Owning Brickworks Limited (ASX: BKW) shares has been a very rewarding experience, particularly for investors focused on dividends.
In the past five years, the Brickworks share price has risen by close to 70%, as we can see on the chart below.
I like dividend-paying businesses because it allows us to receive the benefit of profit generation without having to sell our shares. Profit growth can lead to dividend growth, meaning bigger payouts and protection against inflation.
Dividends since COVID-19
I think the last few years have been a good demonstration of any company's dividend and reliability because of how testing the circumstances were.
In the FY20 first-half result, which was released on 26 March 2020, the interim dividend grew by 5% to 20 cents per share. This was announced in the depths of the initial COVID-19 market crash and the rapidly growing number of global deaths.
Then, in the FY20 result, it grew the full-year dividend by 4% to 59 cents per share.
The FY21 first-half result saw Brickworks' interim dividend increase by 5% to 21 cents per share.

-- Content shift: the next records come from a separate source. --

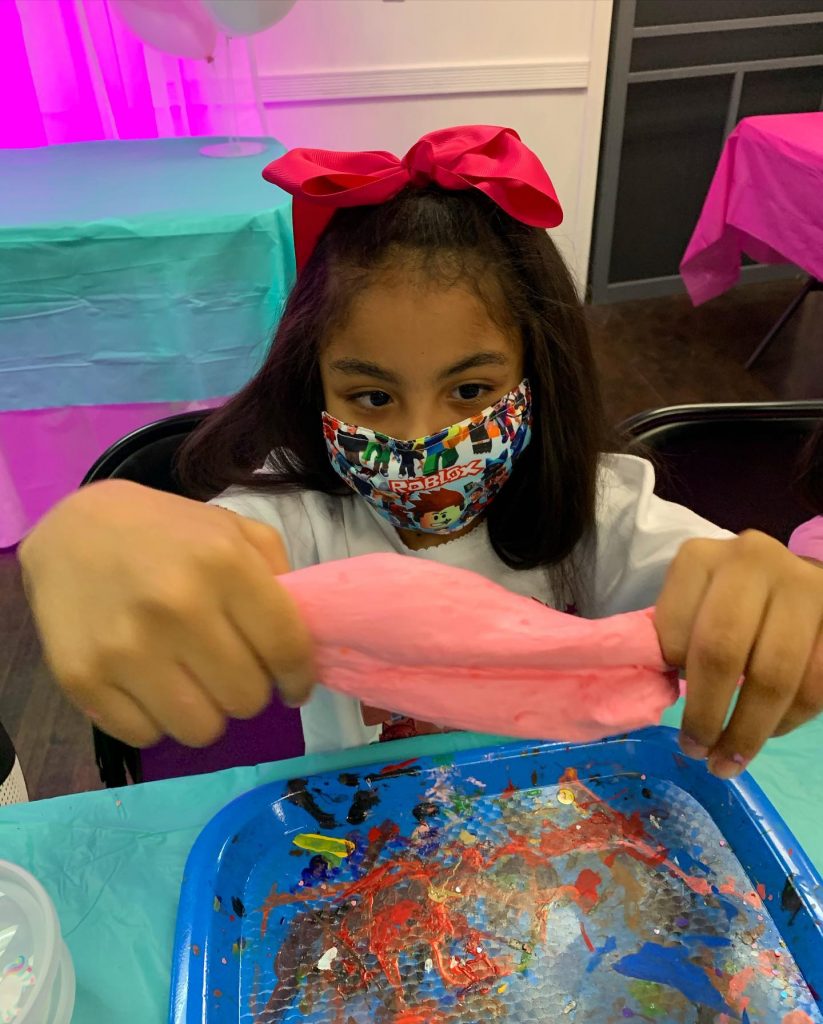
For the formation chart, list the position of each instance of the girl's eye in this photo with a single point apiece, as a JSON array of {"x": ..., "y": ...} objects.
[
  {"x": 372, "y": 399},
  {"x": 470, "y": 392}
]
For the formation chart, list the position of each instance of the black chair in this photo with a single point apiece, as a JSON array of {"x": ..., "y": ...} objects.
[
  {"x": 736, "y": 465},
  {"x": 147, "y": 457}
]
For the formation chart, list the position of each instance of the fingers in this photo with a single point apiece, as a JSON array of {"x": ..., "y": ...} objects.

In the FY21 result, Brickworks decided to declare an annual dividend per share of 61 cents, an increase of 3%.
The world started returning to normal in FY22, so I'll just mention the full-year numbers from here.

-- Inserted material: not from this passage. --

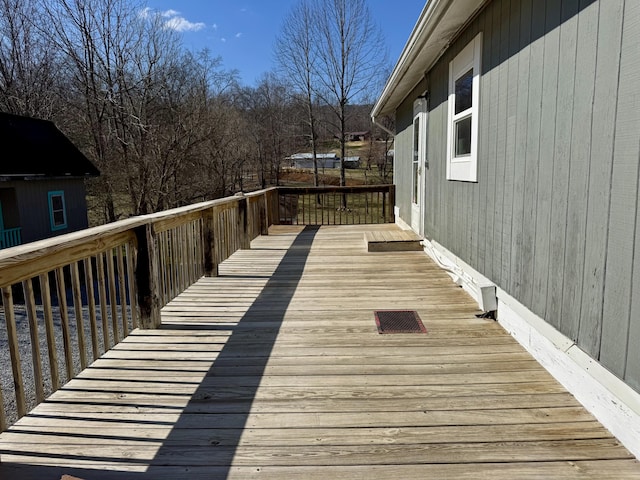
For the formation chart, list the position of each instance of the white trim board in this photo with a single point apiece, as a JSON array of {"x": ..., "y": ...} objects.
[{"x": 605, "y": 396}]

In FY22, Brickworks grew its annual dividend per share to 63 cents, a rise of 3%.
Then, in FY23, the company's annual dividend per share rose by 3% to 65 cents.
That means, between FY20 to FY23, the business paid a total of $2.48 in dividends. That's a cash dividend return of 13% if we use the Brickworks share price from the start of 2020.
It has grown its dividend every year since 2014, which is a great record.
Brickworks share price snapshot
In the past year, the Brickworks share price has risen around 15%.